Menurut mantan guru olahraga mereka, korban termasuk siswa berprestasi dan rajin.
"Saat di sekolah korban rajin dan pandai. Korban bisa menabuh dan sering ikut festival," kata Parsa.
Sementara terkait jenazah kedua korban, masih belum jelas apakah akan dibawa ke Karangasem atau dikremasi di Jepang.
Tapi dari pihak keluarga berharap jenazah bisa dibawa pulang. Pihak keluarga berharap biaya pemulangan jenazah bisa dibantu oleh pemerintah.
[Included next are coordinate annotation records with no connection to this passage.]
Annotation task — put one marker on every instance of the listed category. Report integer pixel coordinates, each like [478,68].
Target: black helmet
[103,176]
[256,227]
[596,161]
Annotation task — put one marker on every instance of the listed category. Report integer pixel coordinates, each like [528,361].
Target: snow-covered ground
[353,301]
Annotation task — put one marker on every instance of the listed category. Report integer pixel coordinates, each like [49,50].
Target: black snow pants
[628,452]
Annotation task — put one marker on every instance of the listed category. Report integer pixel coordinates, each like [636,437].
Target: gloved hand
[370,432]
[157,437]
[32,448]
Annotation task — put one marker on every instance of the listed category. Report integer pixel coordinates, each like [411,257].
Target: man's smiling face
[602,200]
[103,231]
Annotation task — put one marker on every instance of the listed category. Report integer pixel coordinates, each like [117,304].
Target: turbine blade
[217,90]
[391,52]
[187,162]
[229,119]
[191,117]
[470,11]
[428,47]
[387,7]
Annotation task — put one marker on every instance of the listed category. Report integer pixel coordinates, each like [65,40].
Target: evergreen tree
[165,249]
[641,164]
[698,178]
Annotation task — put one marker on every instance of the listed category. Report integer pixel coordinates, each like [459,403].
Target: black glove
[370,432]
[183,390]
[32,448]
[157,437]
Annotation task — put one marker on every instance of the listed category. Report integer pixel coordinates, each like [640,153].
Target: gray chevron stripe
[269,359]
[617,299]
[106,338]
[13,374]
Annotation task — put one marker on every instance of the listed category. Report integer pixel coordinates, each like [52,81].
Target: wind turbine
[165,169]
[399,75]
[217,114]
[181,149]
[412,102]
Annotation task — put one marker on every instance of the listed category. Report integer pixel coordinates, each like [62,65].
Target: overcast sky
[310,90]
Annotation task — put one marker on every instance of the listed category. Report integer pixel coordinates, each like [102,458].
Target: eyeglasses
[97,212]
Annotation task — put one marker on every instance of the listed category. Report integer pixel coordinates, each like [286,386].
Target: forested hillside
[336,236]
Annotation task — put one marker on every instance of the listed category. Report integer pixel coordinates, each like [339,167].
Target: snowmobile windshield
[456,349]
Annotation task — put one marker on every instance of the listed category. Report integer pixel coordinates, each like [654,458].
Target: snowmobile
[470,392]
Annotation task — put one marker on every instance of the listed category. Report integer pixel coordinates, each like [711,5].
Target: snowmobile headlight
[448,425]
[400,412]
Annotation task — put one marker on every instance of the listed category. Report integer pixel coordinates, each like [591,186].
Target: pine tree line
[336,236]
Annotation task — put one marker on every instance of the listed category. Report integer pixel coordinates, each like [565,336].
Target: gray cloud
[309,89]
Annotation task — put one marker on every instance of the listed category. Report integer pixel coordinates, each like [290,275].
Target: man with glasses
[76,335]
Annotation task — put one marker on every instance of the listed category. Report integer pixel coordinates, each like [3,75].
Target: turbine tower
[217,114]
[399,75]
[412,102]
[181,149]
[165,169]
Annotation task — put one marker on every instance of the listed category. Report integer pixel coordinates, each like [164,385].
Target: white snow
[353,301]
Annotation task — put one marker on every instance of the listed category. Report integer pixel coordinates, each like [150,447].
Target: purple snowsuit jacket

Sempat Kirim Uang Untuk Beli Truk
Ayah I Wayan Ada, Wayan Parsa menceritakan sebelumnya ayah dan anak tersebut sempat berbincang via telepon.
Wayan Ada pun cerita ia dan rekannya sempat memasak babi guling di sana.
Saat itu suaranya juga tampak biasa, Wayan Ada bersenda gurau lewat telepon. Diceritakan juga bahwa Wayan Ada sempat membuat babi guling bersama rekannya.
"Dua hari sebelum kejadian saya sempat bermimpi ada dua ambulans datang ke rumah. Tapi itu sebatas mimpi, tidak ada pikiran apa-apa. Dua hari setelah mimpi mendapat informasi dari yayasan jika anak saya meninggal di Jepang," keluh I Wayan Parsa.
Selama ini Wayan Ada adalah tulang punggung keluarga.
Almarhum bercita-cita menjadi guru TK.
Wayan Ada berangkat ke Jepang untuk melakukan kerja magang selama 3 tahun sebagai buruh bangunan dengan penghasilan Rp 15 juta per bulan.
"Sering kirim uang ke keluarga. Terakhir kirim Rp 30 juta untuk beli truk," ungkap Parsa
"Wayan Ada ke Jepang untuk cari uang agar bisa menabung untuk kuliah. Korban ulet sering bantu keluarga. Kita merasa kehilangan sekali," lanjut Parsa saat ditemui di rumahnya sekitar Dusun Desa Pempatan.